Batizadas de "Confissões", essas memórias seriam lidas por Fernando Pessoa, que identificou um erro no mapa astral de Crowley. Segue-se uma troca de correspondências entre os dois, culminando no desembarque de Crowley em Portugal, onde simula seu desaparecimento na Boca do Inferno (formação rochosa de Cascais), após deixar um enigmático bilhete para o poeta.
Por mais inverossímil que seja, isso é rigorosamente verdade e ressurge de forma romanceada no livro de Marmelo. A partir desses dados, porém, ele mistura traços biográficos das duas personagens, transformando o livro numa rede de citações ocultas que fará as delícias dos decifradores.
Assim, Crowley (que Marmelo estranhamente grafa "Crawley") surge como última reencarnação de um conde siciliano que, depois de peregrinações pelo Oriente Médio e de fundar em Viena a Ordem Maçônica Egipcíaca, acaba seus dias em Roma, onde morre na prisão suspirando a frase "Quero acabar entre as rosas, porque as amei na infância".
Ocorre que este é o primeiro verso de um poema de Álvaro de Campos, um dos heterônimos de Pessoa. Ou seja, o "antepassado" do mago é também precursor de um desses poetas imaginários, com biografia e obra autônoma, que o escritor português inventou para expressar a pluralidade da experiência moderna.
De resto, as simpatias de Pessoa por astrologia, teosofia e ciências ocultas (a ponto de ter criado como "alter ego" o astrólogo Rafael Baldaya) sugerem que os heterônimos eram fantasmas bem reais, aos quais Marmelo acrescenta mais um: o fantasma do homossexualismo, que estaria revelado nas cartas desaparecidas que ele escreveu para o poeta suicida Mário de Sá-Carneiro -cartas que, em mais um cruzamento entre verdade e ficção, estariam em poder de Crowley.
Não bastasse essa barafunda, Marmelo introduz outro elemento. Segundo nota introdutória, a narrativa do encontro de Pessoa com Crowley seria um romance inacabado, cujos manuscritos tinham sido encontrados nos escombros de um prédio, no Porto, ao lado de um diário em que o autor comentava seu projeto.
"Os Fantasmas..." alterna, portanto, a história romanesca e trechos do diário -e é aqui que aparece a parte criminosa da trama, pois o anônimo autor é, como o mago inglês, um charlatão sedento de fama, que vai cometendo assassinatos à maneira de um "serial killer", deixando nas mãos de suas vítimas trechos de poemas de Pessoa e de escritos de Crowley, de modo a chamar a atenção para o romance em gestação.

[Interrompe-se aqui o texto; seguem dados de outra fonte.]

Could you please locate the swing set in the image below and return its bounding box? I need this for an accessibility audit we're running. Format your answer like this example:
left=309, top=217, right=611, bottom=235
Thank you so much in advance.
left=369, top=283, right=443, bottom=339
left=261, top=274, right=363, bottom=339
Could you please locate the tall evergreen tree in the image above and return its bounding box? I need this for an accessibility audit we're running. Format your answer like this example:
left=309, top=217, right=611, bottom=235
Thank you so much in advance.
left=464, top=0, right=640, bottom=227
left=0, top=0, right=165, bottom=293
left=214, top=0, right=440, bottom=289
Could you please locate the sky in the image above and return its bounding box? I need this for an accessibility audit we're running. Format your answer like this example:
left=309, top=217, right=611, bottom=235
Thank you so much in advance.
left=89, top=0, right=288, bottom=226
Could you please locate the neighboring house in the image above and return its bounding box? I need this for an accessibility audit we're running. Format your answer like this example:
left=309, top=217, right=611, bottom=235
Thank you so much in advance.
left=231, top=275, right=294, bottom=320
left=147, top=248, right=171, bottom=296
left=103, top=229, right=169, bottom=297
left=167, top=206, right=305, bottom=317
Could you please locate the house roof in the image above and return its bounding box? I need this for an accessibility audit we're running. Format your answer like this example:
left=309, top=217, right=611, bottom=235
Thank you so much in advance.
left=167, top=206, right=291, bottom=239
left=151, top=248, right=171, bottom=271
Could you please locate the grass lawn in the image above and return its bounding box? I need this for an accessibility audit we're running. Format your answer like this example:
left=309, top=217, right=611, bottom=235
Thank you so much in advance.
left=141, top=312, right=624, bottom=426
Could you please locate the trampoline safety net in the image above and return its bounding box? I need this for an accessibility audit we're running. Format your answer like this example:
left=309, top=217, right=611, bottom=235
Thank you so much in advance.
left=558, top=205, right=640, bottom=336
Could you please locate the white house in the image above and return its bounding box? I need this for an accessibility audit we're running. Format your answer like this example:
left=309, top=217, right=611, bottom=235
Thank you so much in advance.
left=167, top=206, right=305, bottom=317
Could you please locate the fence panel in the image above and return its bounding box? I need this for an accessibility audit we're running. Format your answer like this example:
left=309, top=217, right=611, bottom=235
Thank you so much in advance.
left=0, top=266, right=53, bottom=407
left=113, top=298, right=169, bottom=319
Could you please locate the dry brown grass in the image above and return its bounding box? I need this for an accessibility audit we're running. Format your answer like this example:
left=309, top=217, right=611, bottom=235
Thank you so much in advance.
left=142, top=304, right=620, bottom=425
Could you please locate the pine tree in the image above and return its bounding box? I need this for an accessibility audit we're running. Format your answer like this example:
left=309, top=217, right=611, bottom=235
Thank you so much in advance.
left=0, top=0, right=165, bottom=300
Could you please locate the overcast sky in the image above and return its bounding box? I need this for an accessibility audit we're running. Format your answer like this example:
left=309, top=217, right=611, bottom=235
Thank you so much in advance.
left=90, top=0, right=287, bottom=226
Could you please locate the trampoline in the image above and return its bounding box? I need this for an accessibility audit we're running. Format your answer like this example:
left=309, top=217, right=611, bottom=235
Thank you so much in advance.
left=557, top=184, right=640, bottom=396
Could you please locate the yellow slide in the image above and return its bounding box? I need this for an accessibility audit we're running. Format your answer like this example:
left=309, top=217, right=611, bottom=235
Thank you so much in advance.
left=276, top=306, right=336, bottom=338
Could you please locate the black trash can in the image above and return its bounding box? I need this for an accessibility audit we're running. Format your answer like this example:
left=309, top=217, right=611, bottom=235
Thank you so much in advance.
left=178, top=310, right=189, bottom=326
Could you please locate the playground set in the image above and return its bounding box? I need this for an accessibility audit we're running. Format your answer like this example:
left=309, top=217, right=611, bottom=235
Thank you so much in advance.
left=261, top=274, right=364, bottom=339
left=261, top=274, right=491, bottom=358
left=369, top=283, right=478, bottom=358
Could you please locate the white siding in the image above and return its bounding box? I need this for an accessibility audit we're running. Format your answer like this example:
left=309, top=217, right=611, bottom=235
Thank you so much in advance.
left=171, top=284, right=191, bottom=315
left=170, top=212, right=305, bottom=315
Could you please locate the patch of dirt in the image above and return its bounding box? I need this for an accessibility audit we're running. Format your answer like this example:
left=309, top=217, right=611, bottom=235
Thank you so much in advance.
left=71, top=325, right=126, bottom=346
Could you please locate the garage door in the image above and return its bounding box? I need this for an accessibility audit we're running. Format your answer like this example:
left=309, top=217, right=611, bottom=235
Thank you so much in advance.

Seria um outro tipo de crime revelar o desfecho de um livro de suspense. Resta torcer, portanto, que a Companhia das Letras publique por aqui essa intrincada e envolvente versão lusitana de "Literatura ou Morte".


Os Fantasmas de Pessoa
    
Autor: Manuel Jorge Marmelo
Editora: Asa
Quanto: 10 euros (cerca de R$ 36); 128 págs.